Um dia distante, quando as pessoas ainda saiam às ruas sem máscaras, a Mulher do Sétimo Andar encontrara por acaso o vendedor de macaxeira na calçada. Um homem chegado nos cinquenta anos, magro, (a magreza pobre de antigamente, que a indústria alimentícia e a propaganda de televisão trocaram pelos pobres gordos), sandálias havaianas, bermudas, camiseta de velha campanha eleitoral desbotada, e um chapéu de palha tipo cantor Mariachi do México. Trazia a macaxeira dentro de um carrinho de mão meio enferrujado, onde também uma balança. Naquele dia, viu ali um homem saído da imensa Cidade da Periferia do século XXI, sucedânea da Cidade dos Mocambos do século XX. Um neto, quem sabe, daquela Cidade dos Mocambos. E viu, quando foi descrevê-lo, a figura de seu avô: um pau no ombro, envergado pelo peso de dois balaios pendurados, um em cada lado,
Na manhãzinha fria de junho, quase noite, vêm chegando os balaieiros carregados de frutas e verduras, pela estrada de Afogados. Saiam dos seus mocambos alta madrugada, com os grilos cantando, os sapos respondendo lá fora, de dentro da noite escura. A estrada arrasada, pelas chuvas de maio, está lama só. Os pés chatos dos balaieiros se enterram na terra mole, espirrando barro por entre os dedos. Nesta hora incerta, ainda com a cor da noite, mas já soprando um arzinho da manhã, a estrada do Motocolombó se perde invisível no meio dos mangues, com seus mocambos ainda apagados, dormindo na placidez do charco. (Josué de Castro) Lembrava do tempo de estudante, quando morava no bairro do Poço da Panela, no Recife. Ali passavam muitos. Nesse tempo, o serviço dos pregoeiros era de mais serventia, porque os compradores ainda não viviam trepados e confinados. Alguns, em vez da voz, usavam instrumentos musicais. O apito do amolador de facas e tesouras. O triângulo do vendedor de cavaquinho. O sininho do sorveteiro.

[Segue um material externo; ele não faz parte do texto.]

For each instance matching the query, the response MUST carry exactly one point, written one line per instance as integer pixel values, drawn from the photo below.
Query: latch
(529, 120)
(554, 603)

Morando em Boston, economizando tostões, para o mês caber na bolsa de estudos da Capes, resolveu reciclar latas e garrafas no supermercado, que lhe pagaria uma ninharia. E saiu, acompanhada do filho (naquela idade adolescente em que morrem de vergonha dos pais), um frio danado, por ruas de paralelepípedos, o carrinho de compras cheio até a borda, telecoteco, telecoteco. Foi lhe dando uma tristeza de se sentir pobre, e, para espanto do filho (Tá doida, mãe?), gritou a todo pulmão, “Garrafa, meia garrafa, litro. Vai passando o ferro velho!” Com a mesma entonação lenta e compassada do canto de uma nota só, ouvido, há tanto tempo, na rua Professor Edgar Altino. Deu meia volta. E despejou todo o conteúdo no lixão reciclado do prédio onde viveu por um ano.